Im konkreten Rechtsstreit hatte eine Frau gegen die Kfz-Haftpflichtversicherung eines Unfallverursachers geklagt. Ihr PKW war im August 2020 bei einem Autounfall beschädigt worden, wobei die Gegenseite voll haftete: Die Klägerin war unverschuldet in den Unfall hineingeraten. Doch als sie die Werkstattrechnung beim Kfz-Haftpflichtversicherer des Unfallverursachers einreichte, wollte dieser die Kosten für eine Fahrzeugdesinfektion nicht voll übernehmen. Das Argument: Die Kosten für Corona-Desinfektionsmaßnahmen vor und nach der Reparatur seien unangemessen hoch. Die Werkstatt stellte für Corona-Schutzmaßnahmen insgesamt 157,99 € brutto in Rechnung. Während das Amtsgericht Hamburg-Harburg noch entschieden hatte, dass der Versicherer voll zahlen muss, hat das Landgericht Hamburg entschieden, dass der Versicherer nur 33 Euro nebst Zinsen erstatten muss.

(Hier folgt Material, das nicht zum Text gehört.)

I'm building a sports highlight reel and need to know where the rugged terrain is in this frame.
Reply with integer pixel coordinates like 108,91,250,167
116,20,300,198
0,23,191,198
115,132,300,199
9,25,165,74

Der Sechste Zivilsenat des Bundesgerichtshofs bestätigte das Urteil der Vorinstanz. Demnach hätte die Frau die Kosten der Desinfektion auf ihre Plausibilität hin überprüfen müssen. „Bei einer Plausibilitätskontrolle hätte sich einem wirtschaftlich denkenden Geschädigten aufdrängen müssen, dass die von der Werkstatt in Rechnung gestellten Kosten in Höhe von 157,99 € brutto deutlich überhöht seien“, argumentierten die Richterinnen und Richter. Das Desinfizieren der Flächen dauere bloß fünf Minuten und setze keine Sonderkenntnisse oder besonderen Fähigkeiten voraus. An Materialien bräuchte es außerdem nur das Desinfektionsmittel, Wischtücher, Einmalhandschuhe und Schutzmasken. Zusätzlich hob der BGH hervor, dass die Arbeit von einer nicht qualifizierten Hilfskraft ausgeführt werden könne und nur ein entsprechender Arbeitslohn zu veranschlagen sei.

Für den Geschädigten bestünden im Fall von Desinfektionskosten aufgrund der Nähe zum durchschnittlichen Erfahrungswissen keine besonderen Schwierigkeiten, eine Überhöhung der Kosten im Rahmen der Plausibilitätskontrolle festzustellen, argumentierte der BGH. Grundsätzlich könne ein Geschädigter nach § 249 Abs. 2 Satz 1 Bürgerliches Gesetzbuch (BGB) nur den Ersatz der Aufwendungen verlangen, die vom Standpunkt eines verständigen, wirtschaftlich denkenden Menschen in der Lage des Geschädigten zur Behebung des Schadens zweckmäßig und notwendig erscheinen.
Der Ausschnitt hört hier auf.